Pages

Friday 15 July 2016

Le cadavre exquis (the exquisite corpse)



It seems obvious to emphasize how important the visual nature of the dream is. However, this might be the reason that the major work of Sigmund Freud, The Interpretation of Dreams (1900), had such a big impact on modern art, even greater than in psychiatry and psychology, at least in the early stages.

Although Surrealism emerged as a literary movement inspired by Freud’s theories of the unconscious, nineteenth-century mysticism and Symbolist art and literature, almost at the same time, the movement’s proponents realized the potential of the visual arts to express the imagery of dreams and the unconscious mind. So the practice of drawing, which offers the advantages of immediacy and spontaneity, became the most fertile medium of expression and innovation among the Surrealists.




It also seems obvious to reject the naive and clichéd affirmation that the Surrealist artists “copy” their dreams in their works. Max Ernst complained about it in his text What is Surrealism?(1934), but it is still too common even today.

For them, the dream is what might be termed life’s other fifty percent, a level of experience different from conscious life, the knowledge and liberation of which impinges in a special way on the enrichment and amplification of mental life, which constitutes the Surrealists’ main objective.

They used, in their efforts to bypass the conscious mind and access the subliminal realm, diverse drawing techniques like automatic drawing, frottage, decalcomania, collage, grattage, but some of the most striking surrealist drawings were the “exquisite corpses”.




The “exquisite corpse” is a surrealist game that involved collaboration and chance. It is a method by which a collection of words or images is collectively assembled and is similar to an old parlour game called Consequences. The technique got its name from results obtained in initially by playing: “Le cadaver/exquis/boira/le vin/nouveau” (The exquisite corpse will drink the young wine). Other examples are: “The dormitory of friable little girls puts the odious box right” and “The Senegal oyster will eat the tricolor bread”. These poetic fragments seemed to reveal the unconscious reality in the personality of the group, resulting from a process of what Ernst called “mental contagion”. It was natural that such oracular truths should be similarly sought through images, and the game was immediately adapted to drawing by assigning a section of the body to each player, though the Surrealist principle of metaphoric displacement led to images that only vaguely resembled the human form.




Tristan Tzara (1896-1963) described the rules of the drawing game: “Three (or more) of you sit down around a table. Each one of you, hiding from the others, draws on a sheet the upper part of a body, or the attributes able to take its place. Pass on to your neighbor on the left this sheet, folded so as to conceal the drawing, but for three or four of its lines passing beyond the fold. Meanwhile, you get from your neighbor on the right another sheet prepared in the same way (previously folded perpendicular to the axis of the body to be realized).

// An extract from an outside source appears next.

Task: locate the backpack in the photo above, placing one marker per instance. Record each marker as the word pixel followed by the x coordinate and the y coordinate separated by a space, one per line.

André Breton, the founder of Surrealism, considered that with the exquisite corpse we had at our command an infallible way of holding the critical intellect in abeyance and fully liberating the mind’s metaphorical activity. 




In my opinion, the exquisite corpse grasps the atmosphere of the dream in a amazing way, although the results can be sometimes more grotesque than real dreams. Both the spontaneity and the nonsense due to the change of one hand to another, make the magic of the “surreal” arise to its peaks. By the way, it might be an amusing game to partake in when you are out at the bar with your friends, the only thing you need is a pen, a piece of paper (a paper napkin, for example) and want to let fly  your imagination. Knowing how to draw in this particular case is not important, but rather to go into a “surreal adventure”.